Casey Dienel, also known as Winter Hinterland, claims Bieber and super producer Skrillex infringed on her copyright
All in all, it’s hard to deny that when it comes to bangerz, it’s been a good year for Justin Bieber. Having launched as a fresh-faced teen, the Canadian singer’s superstardom was solidified with the release of Purpose in 2015, with a slew of hit singles converting even the most ardent non-Belieber to the gospel teenage girls have held onto for half a decade. But dark clouds have suddenly appeared on Bieber’s horizon, with a copyright infringement lawsuit now officially filed.
On Wednesday, singer Casey Dienel, better known by her stage name Winter Hinterland, officially launched legal proceedings against Justin Bieber and the music producer Skrillex over their work on the song Sorry. Dienel claims that her intellectual property was abused by the song, with its opening sample essentially taken from her 2014 song Ring the Bell.

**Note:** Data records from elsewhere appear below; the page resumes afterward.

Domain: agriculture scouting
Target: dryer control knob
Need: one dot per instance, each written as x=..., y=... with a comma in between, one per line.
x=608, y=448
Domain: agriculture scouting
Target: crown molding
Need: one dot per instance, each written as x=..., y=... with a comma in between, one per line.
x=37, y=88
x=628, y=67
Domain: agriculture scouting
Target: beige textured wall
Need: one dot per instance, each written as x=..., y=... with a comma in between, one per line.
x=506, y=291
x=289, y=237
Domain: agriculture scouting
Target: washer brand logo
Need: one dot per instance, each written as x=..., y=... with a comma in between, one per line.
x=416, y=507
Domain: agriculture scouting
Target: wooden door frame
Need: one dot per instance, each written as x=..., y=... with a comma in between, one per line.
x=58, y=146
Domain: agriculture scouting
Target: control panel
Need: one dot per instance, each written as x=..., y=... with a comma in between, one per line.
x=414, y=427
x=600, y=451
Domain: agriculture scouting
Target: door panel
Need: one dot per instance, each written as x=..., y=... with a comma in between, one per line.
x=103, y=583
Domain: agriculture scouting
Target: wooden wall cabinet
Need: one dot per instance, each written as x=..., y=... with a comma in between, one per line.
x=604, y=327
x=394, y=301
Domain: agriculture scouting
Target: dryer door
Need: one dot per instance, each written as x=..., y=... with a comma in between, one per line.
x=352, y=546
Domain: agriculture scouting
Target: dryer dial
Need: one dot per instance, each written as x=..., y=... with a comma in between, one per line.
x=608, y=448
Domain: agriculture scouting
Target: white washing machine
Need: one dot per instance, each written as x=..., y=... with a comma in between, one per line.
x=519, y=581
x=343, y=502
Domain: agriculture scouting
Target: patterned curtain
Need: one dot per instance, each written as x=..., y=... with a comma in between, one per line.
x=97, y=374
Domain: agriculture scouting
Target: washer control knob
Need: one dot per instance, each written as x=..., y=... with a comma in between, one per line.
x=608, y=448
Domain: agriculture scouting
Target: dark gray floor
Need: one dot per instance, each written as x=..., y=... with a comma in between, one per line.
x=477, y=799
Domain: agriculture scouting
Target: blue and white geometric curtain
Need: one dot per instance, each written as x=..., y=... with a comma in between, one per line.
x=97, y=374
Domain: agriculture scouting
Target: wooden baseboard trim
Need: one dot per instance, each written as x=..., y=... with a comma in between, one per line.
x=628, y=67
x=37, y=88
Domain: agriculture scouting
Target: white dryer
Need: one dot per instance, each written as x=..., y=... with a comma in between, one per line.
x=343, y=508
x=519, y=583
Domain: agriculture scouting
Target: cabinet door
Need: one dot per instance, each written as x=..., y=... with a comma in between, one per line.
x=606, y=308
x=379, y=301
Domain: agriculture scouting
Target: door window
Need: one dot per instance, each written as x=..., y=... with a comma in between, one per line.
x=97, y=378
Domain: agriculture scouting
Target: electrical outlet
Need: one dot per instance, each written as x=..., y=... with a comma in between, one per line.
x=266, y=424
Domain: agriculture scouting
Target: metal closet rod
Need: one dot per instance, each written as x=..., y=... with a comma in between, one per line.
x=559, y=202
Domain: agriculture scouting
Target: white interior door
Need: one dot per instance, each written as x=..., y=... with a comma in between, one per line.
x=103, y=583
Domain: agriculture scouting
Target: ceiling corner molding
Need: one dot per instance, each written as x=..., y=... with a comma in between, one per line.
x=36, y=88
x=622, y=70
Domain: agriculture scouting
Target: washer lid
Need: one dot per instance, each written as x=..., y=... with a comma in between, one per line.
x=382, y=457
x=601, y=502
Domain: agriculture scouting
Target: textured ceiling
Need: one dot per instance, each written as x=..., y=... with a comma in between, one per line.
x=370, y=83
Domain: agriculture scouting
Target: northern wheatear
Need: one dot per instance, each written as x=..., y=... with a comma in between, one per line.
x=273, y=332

Lawyers for Dienel say “the vocal riff is qualitatively and quantitatively distinct and integral element of Ring the Bell,” a song which was produced over four years of work. Dienel’s complaint argues that the distinctive sound used throughout Ring the Bell “provides the introduction and primary musical motive for the structure of the song, and that Bieber and Skrillex used it for the same purpose in their hit, a song which reached the top of the charts in 19 countries worldwide.
To counter claims that their client’s song was not well known enough, the legal team added that ring the Bell received a widespread commercial release and the song was selected by Rolling Stone magazine as one of its favourite songs of February 2014.
Writing on her Facebook profile, Dienel claimed that she contacted Bieber’s time in an effort to enter into a “private dialogue” about the music sample, but that “they refused to even acknowledge my claim.”
Acknowledging that she has a legal battle to wage over the alleged infringement, Dienel added: “Justin Bieber is the world’s biggest artist, and I’m sure that he and his team will launch a full attack against me. But, in the end, I was left with no other option. I believe I have an obligation to stand up for my music and art.”